『紙の動物園』 ケン・リュウ (新☆ハヤカワ・SF・シリーズ)
ケン・リュウは、ひとりストⅡみたいな筆名ながら、中国系アメリカ人。なので、基本的には日本とは係わりが無いはずなのだが、少し誇張された、ファンタジックな日本文化がたびたび登場する。これがちょっとくすぐったかったり、妙な違和感があったり。
「もののあはれ」なんかは、世界から見た忍耐強く、礼儀正しいという日本人像が描かれているけれども、実際にこんな事態になった時には、日本人は平静を保てるのだろうか。昨今の風潮を見ると、まったくそうは思えないのだけれど。
日本人ではないアジア系だからこそ、我々には見えないファンタジーとしての日本が見えているのかもしれない。
で、作風としては、非常に叙情的な記述が目立つ。人間を描かなくてもいい唯一のジャンルと言われるSFにおいて、敢て人間を深く深く描き続ける。これは賛否両論あっていいかと思う。
自分も、ケン・リュウの「紙の動物園」をSFマガジンで読んだときには、叙情的に寄り過ぎていてあまり好きではなかった。

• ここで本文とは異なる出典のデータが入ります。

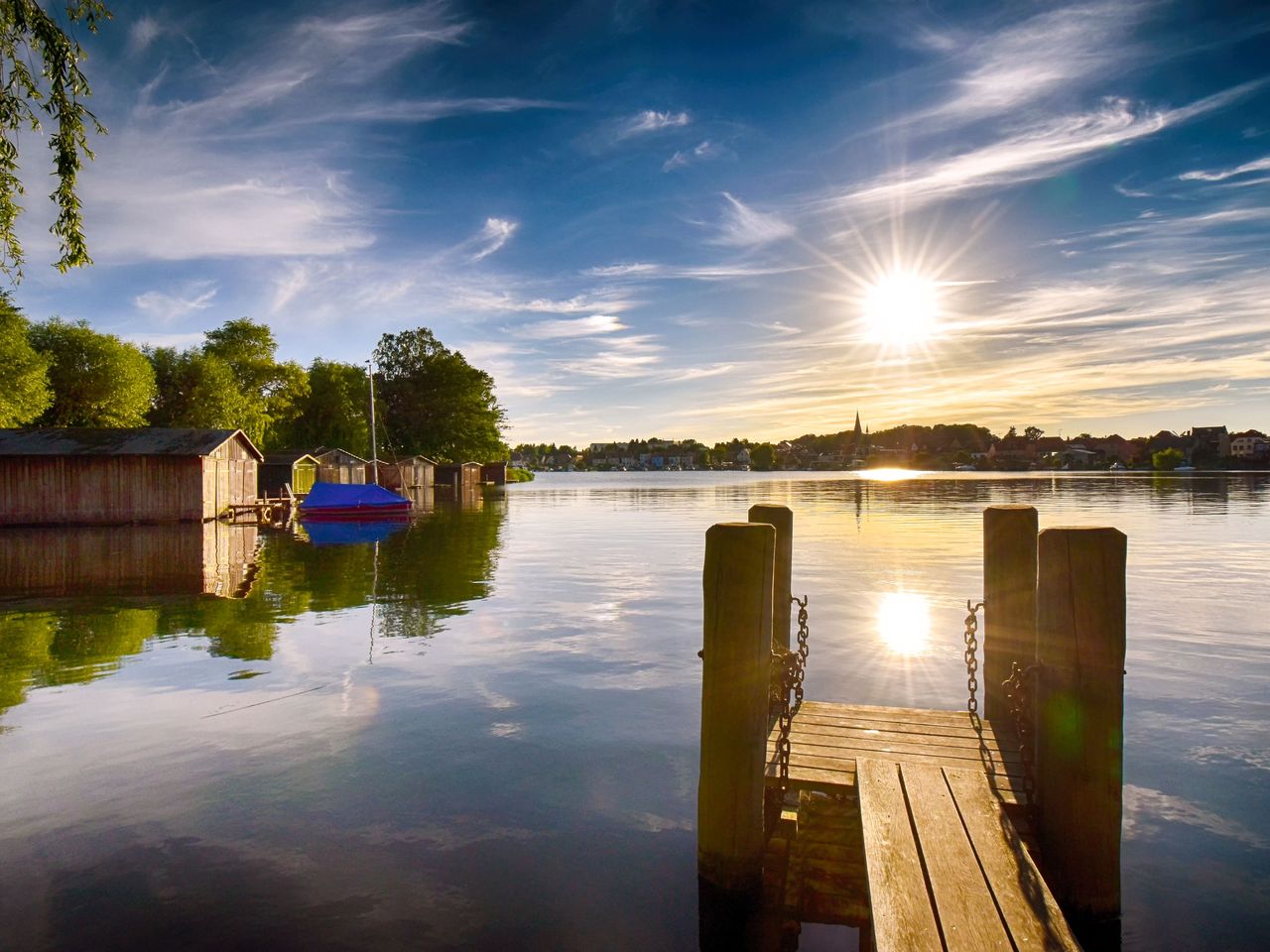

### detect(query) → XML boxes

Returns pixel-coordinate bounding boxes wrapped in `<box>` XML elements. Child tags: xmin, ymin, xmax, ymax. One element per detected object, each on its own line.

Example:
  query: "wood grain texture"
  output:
<box><xmin>901</xmin><ymin>765</ymin><xmax>1013</xmax><ymax>952</ymax></box>
<box><xmin>944</xmin><ymin>771</ymin><xmax>1080</xmax><ymax>952</ymax></box>
<box><xmin>856</xmin><ymin>759</ymin><xmax>944</xmax><ymax>952</ymax></box>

つい最近でも、ケン・リュウはSFである必要が無いといった議論がなされたりもしていたが、自分の印象も、まさに山本弘さんの指摘と重なる部分はあった。
しかし、短編集としてまとめて読んでみたところ、これもやはりSFマガジンに掲載され、ケン・リュウを一気に見直すきっかけとなった「良い狩を」を始め、まさしくSFとしか言えないようなコアSFから、一発ネタの馬鹿SFまでバラエティに富んだ構成になっている。ただの泣かせ小説屋かと思っていたけれど、SF、ファンタジーに対する偏愛と、深い問題意識が見え、SFである必要が無いなんてことはまったくなかった。
特に、後半の意識のアルゴリズム化が共通のテーマになっている作品群を読むと、シンギュラリティの果てにどうしても存在している西洋思想的な壁を、東洋思想的な力で軽々と飛び越えていけるような可能性を感じる。
SFファンとしては、著者本人も言及しているテッド・チャンとの関係も興味深いし、今年のヒューゴー賞を受賞して各方面で話題の『三体』の英訳者でもあるというのも面白い。中国系アメリカ人なので中国でも人気があるけれど、中国ネタの作品はヤバイので翻訳されないとか、本当にネタの宝庫だな、この人。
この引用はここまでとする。